Quentin Reygrobellet - C’est le deuxième axe de développement par la montée en puissance des abonnements. Nous sommes aujourd’hui leader dans la vente de cosmétiques on-line. Le marché global cosmétique en France représente à peu près 14 milliards, le marché du digital représente lui 1,4 milliard mais il est en progression de 20% par an. Il y a donc un intérêt évident à se concentrer sur ce marché à très forte croissance. Bien que nous fassions quelques incursions en off-line, nous restons profondément un pure player du digital.

Le site est complètement cross canal avec plus de 5000 références de 300 marques du sélectif, de la pharmacie, de la niche ou de la GMS. Il est ouvert à tous, même aux non abonnés qui représentent plus de 30% des ventes. Pour aller plus loin, nous lancerons en mars prochain une offre d’abonnement découverte de produits plus premium, un nouveau service dédié à une catégorie de marques haut de gamme.

Premium Beauty News - Le troisième axe concerne une expansion hors des frontières françaises ?

Quentin Reygrobellet - Effectivement, nous souhaitons capitaliser sur cet écosystème beauté absolument unique construit ces dernières années en France, pour nous étendre en Europe. Dans les prochaines semaines la marque sera lancée dans différents pays européens où Birchbox n’était pas présent, comme l’Allemagne, l’Italie, la Scandinavie, la Pologne et les Pays Bas.

Premium Beauty News - Justement sous quelle marque allez-vous vous présenter ?

Quentin Reygrobellet - Pour l’instant, sous l’étiquette Birchbox mais nous nous donnons 18 mois pour changer la marque, son nom. C’est un véritable challenge car ce nom est connu internationalement, néanmoins nous considérons que c’est aussi une belle opportunité de montrer que l’on va bien au-delà du concept de box.

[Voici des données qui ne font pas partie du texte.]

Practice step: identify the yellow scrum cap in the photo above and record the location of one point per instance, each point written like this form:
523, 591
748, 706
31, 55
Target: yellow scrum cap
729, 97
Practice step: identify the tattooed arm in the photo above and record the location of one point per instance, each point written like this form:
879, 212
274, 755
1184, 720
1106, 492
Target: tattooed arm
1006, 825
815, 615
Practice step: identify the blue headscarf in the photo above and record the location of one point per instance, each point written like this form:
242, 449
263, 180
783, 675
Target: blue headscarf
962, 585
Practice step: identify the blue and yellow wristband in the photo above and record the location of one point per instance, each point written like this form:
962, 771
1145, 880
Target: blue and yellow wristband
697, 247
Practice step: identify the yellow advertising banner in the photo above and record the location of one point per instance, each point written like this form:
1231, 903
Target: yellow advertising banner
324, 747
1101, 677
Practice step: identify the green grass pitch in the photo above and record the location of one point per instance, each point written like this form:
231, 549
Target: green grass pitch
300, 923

Premium Beauty News - Pourquoi avoir fait le choix d’Otium Capital et de l’entrepreneur français Pierre-Édouard Stérin pour vous accompagner ?

Quentin Reygrobellet - Les choses se sont faites de manière assez logique avec Pierre-Édouard et son équipe. Ils ont une vision très entrepreneuriale, une connaissance pointue du marché de la beauté tout en nous laissant les coudées franches et la gouvernance totale de notre projet. C’était un élément très important pour nous.